Su despertar del entusiasmo es siempre como una muerte del alma, y entonces, en su
hipersensibilidad, no ve en el mundo más que vulgaridad y grosería: «Los dioses
mueren cuando muere el entusiasmo. Pan muere cuando muere Psique.» La vida vulgar
no merece ser vivida; fuera de los momentos de entusiasmo, todo es insípido y sin
alma.Aquí están las raíces de aquella melancolía peculiar de Hölderlin, que no era, a
decir verdad, una melancolía patológica del espíritu, sino que era como un contrapunto
de la fuerza de exaltación extrema que posee su organismo. Esa melancolía, lo mismo
que su entusiasmo, no procede del exterior, se alimenta de sí misma, pues no hay que
exagerar la importancia del episodio de Diotima. Su melancolía es sólo la reacción que
sigue al éxtasis y por tanto es algo fecundo. Si cuando se elevaba en el éter se sentía
bañado de Infinito, como formando parte de él, en su melancolía, en su esterilidad, se
encuentra terriblemente aislado y ajeno a la existencia.
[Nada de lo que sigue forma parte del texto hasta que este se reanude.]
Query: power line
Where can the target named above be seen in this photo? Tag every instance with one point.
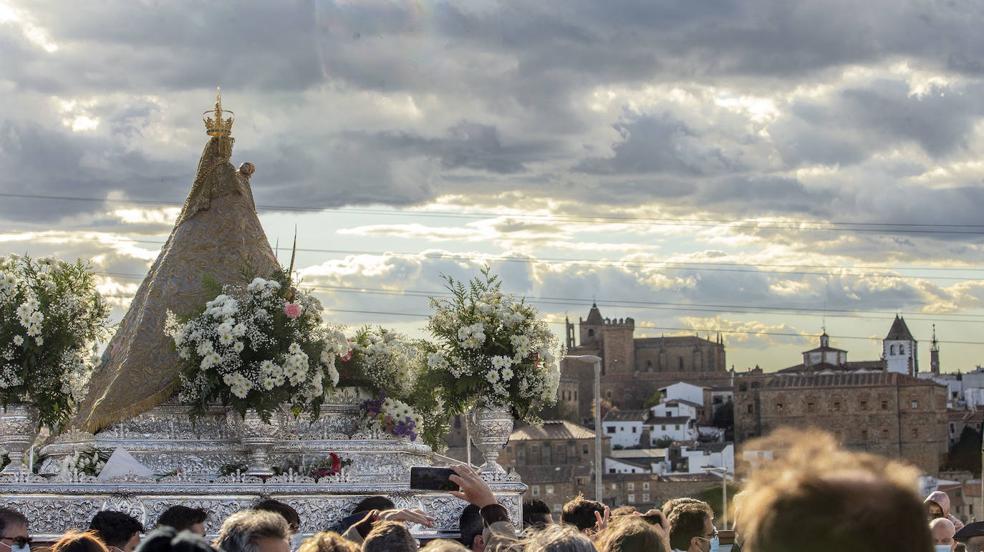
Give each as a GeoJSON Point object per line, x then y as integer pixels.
{"type": "Point", "coordinates": [666, 265]}
{"type": "Point", "coordinates": [800, 225]}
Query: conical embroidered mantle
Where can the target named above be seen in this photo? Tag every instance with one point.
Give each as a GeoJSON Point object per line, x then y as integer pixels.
{"type": "Point", "coordinates": [217, 235]}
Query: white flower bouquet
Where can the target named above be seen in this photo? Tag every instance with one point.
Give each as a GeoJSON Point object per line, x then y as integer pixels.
{"type": "Point", "coordinates": [489, 347]}
{"type": "Point", "coordinates": [51, 317]}
{"type": "Point", "coordinates": [259, 347]}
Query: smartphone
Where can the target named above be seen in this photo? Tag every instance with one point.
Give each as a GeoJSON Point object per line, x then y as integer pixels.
{"type": "Point", "coordinates": [432, 479]}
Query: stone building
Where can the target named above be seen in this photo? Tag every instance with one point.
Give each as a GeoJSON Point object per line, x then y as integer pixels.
{"type": "Point", "coordinates": [886, 413]}
{"type": "Point", "coordinates": [634, 368]}
{"type": "Point", "coordinates": [554, 460]}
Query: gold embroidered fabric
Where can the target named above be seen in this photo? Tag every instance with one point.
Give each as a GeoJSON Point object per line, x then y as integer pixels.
{"type": "Point", "coordinates": [218, 235]}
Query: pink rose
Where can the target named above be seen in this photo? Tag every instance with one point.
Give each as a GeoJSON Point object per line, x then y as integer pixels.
{"type": "Point", "coordinates": [292, 310]}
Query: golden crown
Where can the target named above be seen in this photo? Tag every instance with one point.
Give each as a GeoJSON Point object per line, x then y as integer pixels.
{"type": "Point", "coordinates": [215, 123]}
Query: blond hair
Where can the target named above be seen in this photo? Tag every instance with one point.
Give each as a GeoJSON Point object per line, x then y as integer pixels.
{"type": "Point", "coordinates": [816, 496]}
{"type": "Point", "coordinates": [327, 542]}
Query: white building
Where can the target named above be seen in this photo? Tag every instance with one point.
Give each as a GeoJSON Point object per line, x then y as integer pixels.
{"type": "Point", "coordinates": [638, 461]}
{"type": "Point", "coordinates": [624, 427]}
{"type": "Point", "coordinates": [683, 391]}
{"type": "Point", "coordinates": [677, 428]}
{"type": "Point", "coordinates": [717, 455]}
{"type": "Point", "coordinates": [676, 408]}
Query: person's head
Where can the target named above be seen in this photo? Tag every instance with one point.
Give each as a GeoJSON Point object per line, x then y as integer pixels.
{"type": "Point", "coordinates": [389, 536]}
{"type": "Point", "coordinates": [630, 533]}
{"type": "Point", "coordinates": [254, 531]}
{"type": "Point", "coordinates": [470, 526]}
{"type": "Point", "coordinates": [937, 504]}
{"type": "Point", "coordinates": [536, 513]}
{"type": "Point", "coordinates": [972, 535]}
{"type": "Point", "coordinates": [373, 503]}
{"type": "Point", "coordinates": [118, 530]}
{"type": "Point", "coordinates": [183, 518]}
{"type": "Point", "coordinates": [559, 538]}
{"type": "Point", "coordinates": [75, 541]}
{"type": "Point", "coordinates": [692, 527]}
{"type": "Point", "coordinates": [158, 540]}
{"type": "Point", "coordinates": [327, 542]}
{"type": "Point", "coordinates": [284, 510]}
{"type": "Point", "coordinates": [942, 531]}
{"type": "Point", "coordinates": [14, 535]}
{"type": "Point", "coordinates": [672, 503]}
{"type": "Point", "coordinates": [580, 511]}
{"type": "Point", "coordinates": [441, 545]}
{"type": "Point", "coordinates": [817, 497]}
Por eso yo quisiera llamar a esa
melancolía sentimiento de nostalgia, tristeza que ha de despertar en un ángel el recuerdo
del cielo perdido, añoranza infinita de una invisible patria. Hölderlín nunca trató de
apartar de sí esa melancolía, como hicieron Leopardi, Schopenhauer o Byron,
proyectándola hacia un pesimismo mundano. «Soy enemigo de esa enemistad hacia lo
humano que se llama misantropía», nos dice el poeta. Su piedad le impide renegar de
una parte del Todo, por insignificante que esa parte pueda parecer. Lo que sucede es que
se siente ajeno a la vida real, a la vida práctica. No sabe hablar a los hombres más que
cantando (…).
Waiblinger, que lo conoció mucho y lo trató de cerca en los años en que su espíritu
estaba ya velado, lo colocó en una de sus novelas con el nombre de Faetón. Faetón es el
nombre que los griegos dieron a aquel adolescente que montó en un carro de fuego para
marchar a ver a los dioses. Los dioses le dejan aproximarse; su vuelo cruza los cielos
dejando un rastro de luz, pero después se precipita sin piedad en las tinieblas. Los dioses
castigan siempre a aquel que se les aproxima demasiado; destrozan su cuerpo, ciegan su
vista y arrojan al audaz al fondo del abismo del destino. Pero, al mismo tiempo, aman al
temerario que se quema por aproximarse a ellos, y por eso colocan su nombre, como
una figura ideal, a guisa de ejemplo, entre las eternas estrellas.”